The output of venom directed against the Prime Minister since Wednesday’s dirty deed has been stunning. The most vociferous critics of Brown’s stealth execution of the treaty are calling for his severed head to be skewered on a pike and set above the Thames. This was often the fate of traitors in earlier times. The British have such colorful traditions. Others have suggested that the Tower of London be re-commissioned to serve as a prison for Brown and his minions. Calls have been raised for a million people to surround the Houses of Parliament in a massive protest where this Treaty must be ratified in the House of Commons. Two full weeks of debate have been promised the public — but then promises come cheap in politics.

Brown himself has been compared to Neville Chamberlain, who returned to England from Germany in 1938 waving a paper which Adolph Hitler had written promising that there would be no future war.

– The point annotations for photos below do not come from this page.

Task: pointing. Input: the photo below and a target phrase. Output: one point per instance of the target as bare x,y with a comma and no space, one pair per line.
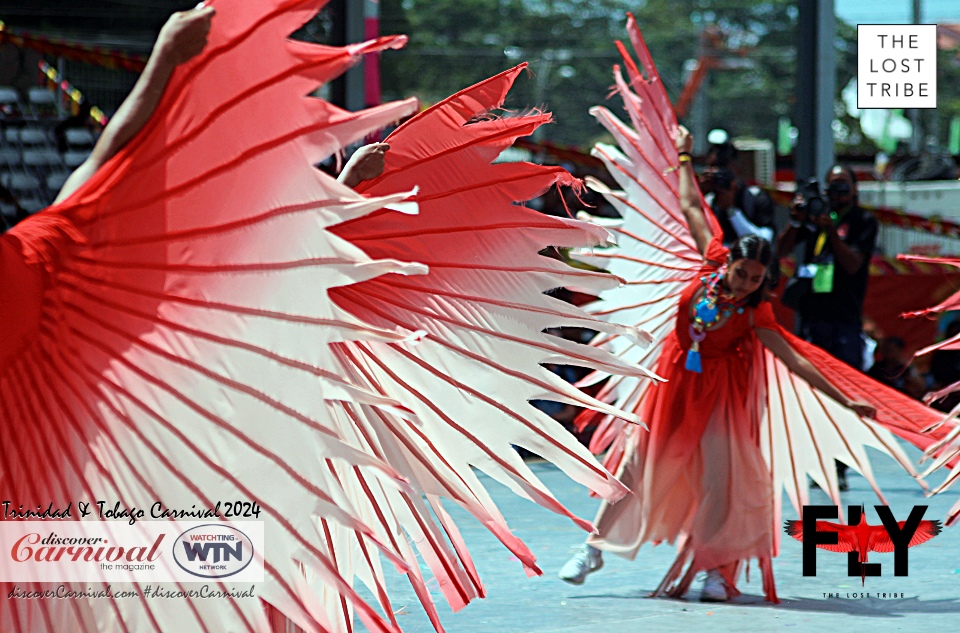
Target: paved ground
614,599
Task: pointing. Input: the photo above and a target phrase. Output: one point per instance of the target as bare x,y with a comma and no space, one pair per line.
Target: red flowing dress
698,475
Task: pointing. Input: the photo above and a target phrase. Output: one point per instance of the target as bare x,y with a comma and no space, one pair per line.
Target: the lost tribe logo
213,551
858,538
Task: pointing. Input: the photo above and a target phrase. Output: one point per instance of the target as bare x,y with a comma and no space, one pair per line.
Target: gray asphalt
615,598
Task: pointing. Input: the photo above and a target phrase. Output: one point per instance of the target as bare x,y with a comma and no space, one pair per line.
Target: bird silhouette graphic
863,538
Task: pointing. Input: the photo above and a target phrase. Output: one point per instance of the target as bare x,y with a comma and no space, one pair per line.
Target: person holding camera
741,210
838,238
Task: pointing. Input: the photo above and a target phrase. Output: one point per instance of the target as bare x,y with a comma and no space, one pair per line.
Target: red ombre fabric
721,445
212,319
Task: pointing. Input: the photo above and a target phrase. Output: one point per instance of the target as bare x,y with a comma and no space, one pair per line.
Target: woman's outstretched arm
181,38
690,193
799,365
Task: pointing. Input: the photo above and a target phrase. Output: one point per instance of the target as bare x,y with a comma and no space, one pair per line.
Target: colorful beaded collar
713,306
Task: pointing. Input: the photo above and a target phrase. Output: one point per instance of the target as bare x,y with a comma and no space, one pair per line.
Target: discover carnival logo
213,550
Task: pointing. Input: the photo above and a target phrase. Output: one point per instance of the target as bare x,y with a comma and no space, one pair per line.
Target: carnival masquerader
699,473
204,317
748,409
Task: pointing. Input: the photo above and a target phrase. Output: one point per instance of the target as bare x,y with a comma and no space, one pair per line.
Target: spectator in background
80,120
892,368
10,210
838,240
945,370
741,210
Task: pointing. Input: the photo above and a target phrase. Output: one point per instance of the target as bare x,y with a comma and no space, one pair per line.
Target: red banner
98,56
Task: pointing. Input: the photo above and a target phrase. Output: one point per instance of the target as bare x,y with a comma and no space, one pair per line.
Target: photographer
838,239
741,210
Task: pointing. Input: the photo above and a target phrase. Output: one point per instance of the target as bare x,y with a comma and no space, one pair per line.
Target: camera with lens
723,179
812,201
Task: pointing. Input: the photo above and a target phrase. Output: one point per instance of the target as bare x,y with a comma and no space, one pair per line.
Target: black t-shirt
844,304
757,207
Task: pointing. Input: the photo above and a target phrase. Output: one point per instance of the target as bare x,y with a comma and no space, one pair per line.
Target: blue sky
896,11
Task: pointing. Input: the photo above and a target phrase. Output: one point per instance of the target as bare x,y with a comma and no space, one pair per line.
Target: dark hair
896,341
754,248
846,168
724,153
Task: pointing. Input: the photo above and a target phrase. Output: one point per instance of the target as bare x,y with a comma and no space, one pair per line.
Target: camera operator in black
741,210
838,239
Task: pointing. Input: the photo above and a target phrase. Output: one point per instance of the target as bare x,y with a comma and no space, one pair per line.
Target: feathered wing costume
798,430
946,450
211,318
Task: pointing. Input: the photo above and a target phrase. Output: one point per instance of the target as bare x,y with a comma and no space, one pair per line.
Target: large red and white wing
480,312
190,328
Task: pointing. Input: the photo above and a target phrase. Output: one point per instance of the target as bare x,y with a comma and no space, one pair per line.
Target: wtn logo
202,550
213,550
858,538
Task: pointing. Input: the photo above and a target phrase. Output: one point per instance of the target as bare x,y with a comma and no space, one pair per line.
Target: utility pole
916,137
816,80
347,91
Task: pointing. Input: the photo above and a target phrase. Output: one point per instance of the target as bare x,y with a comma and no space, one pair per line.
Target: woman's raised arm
181,38
690,193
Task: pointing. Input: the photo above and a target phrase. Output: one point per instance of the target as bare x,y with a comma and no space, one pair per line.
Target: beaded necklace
712,306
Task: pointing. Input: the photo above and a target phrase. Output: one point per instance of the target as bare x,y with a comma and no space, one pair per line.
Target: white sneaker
585,561
714,587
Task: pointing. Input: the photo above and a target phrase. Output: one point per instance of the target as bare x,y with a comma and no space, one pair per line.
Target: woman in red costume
699,476
748,410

British veterans and their heirs must surely wonder why two world wars were fought and millions of lives lost if the British sovereignty would eventually be surrendered — by their own government — to their former continental enemies. Brown is also now being parodied in cartoons and editorials which compare him to that bumbling silent English loner, Mr. Bean. After all, the wags point out, Brown doesn’t like to even mingle with his EU counterparts. Brown bungles about like Mr. Bean, although Mr. Bean’s awkwardness and its consequences are inadvertent. And like the bumbling Mr. Bean, since Brown went slinking off to Portugal to sign away his country’s autonomy,  Brown has mumbled to the English press that the new EU treaty "would provide a lasting framwork for the EU"  yet at the same time create "a circle of reflection" on the EU’s long term future.

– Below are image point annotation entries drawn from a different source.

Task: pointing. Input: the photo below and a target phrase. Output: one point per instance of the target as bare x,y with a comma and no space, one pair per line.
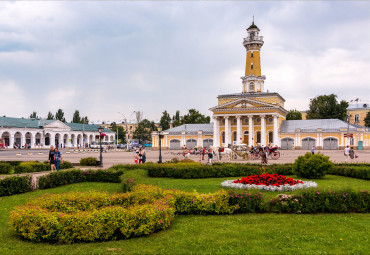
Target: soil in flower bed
268,180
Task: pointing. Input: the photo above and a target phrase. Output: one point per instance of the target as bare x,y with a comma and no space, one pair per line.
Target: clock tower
253,81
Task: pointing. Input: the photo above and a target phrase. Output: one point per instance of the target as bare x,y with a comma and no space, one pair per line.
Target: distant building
44,133
257,117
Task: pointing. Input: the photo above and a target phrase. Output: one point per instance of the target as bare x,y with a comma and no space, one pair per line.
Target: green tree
194,117
176,119
121,131
34,115
50,116
76,117
165,120
327,107
59,115
294,115
367,119
84,120
144,129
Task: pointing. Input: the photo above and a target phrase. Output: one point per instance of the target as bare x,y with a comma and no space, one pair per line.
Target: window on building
357,118
271,137
258,137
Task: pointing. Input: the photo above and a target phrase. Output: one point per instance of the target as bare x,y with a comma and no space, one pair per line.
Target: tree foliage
327,107
59,115
34,115
121,132
195,117
165,120
367,119
294,115
50,116
144,129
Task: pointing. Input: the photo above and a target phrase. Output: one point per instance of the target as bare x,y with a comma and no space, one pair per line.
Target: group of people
55,158
140,155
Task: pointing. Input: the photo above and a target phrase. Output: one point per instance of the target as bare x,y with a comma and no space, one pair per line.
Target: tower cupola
253,81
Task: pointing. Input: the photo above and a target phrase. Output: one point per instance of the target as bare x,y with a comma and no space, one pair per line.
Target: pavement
121,157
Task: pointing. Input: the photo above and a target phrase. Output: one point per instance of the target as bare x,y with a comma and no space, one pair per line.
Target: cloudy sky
108,57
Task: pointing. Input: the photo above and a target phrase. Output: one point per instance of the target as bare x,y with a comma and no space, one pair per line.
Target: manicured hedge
197,170
66,177
90,161
359,172
15,185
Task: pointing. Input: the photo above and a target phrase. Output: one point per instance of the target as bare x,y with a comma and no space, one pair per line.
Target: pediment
57,125
243,103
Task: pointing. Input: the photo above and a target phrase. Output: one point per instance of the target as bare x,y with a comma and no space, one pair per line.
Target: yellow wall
256,63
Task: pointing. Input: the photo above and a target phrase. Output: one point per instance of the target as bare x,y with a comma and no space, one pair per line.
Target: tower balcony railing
253,39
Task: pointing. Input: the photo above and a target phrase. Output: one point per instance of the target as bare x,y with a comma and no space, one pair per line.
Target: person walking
58,158
346,153
52,158
352,154
143,155
210,156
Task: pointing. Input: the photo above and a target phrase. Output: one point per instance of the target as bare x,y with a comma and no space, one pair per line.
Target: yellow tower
253,81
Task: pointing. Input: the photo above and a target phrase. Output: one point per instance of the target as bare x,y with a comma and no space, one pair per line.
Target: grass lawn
226,234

Of course, there is a technical flaw in that observation. Gordon Brown isn’t English. He’s a sly and canny Scot. Come to that, so is Tony Blair. Many a wary English eye is now being cast north of Hadrian’s Wall. Just a few months ago, the ever more powerful Scottish Parliament voted to give every one of its citizens free health care, the costs for which will be taken out of English pockets. Is the new Europe Reform Treaty part of the Great Scottish Plot? Is this Braveheart’s Revenge?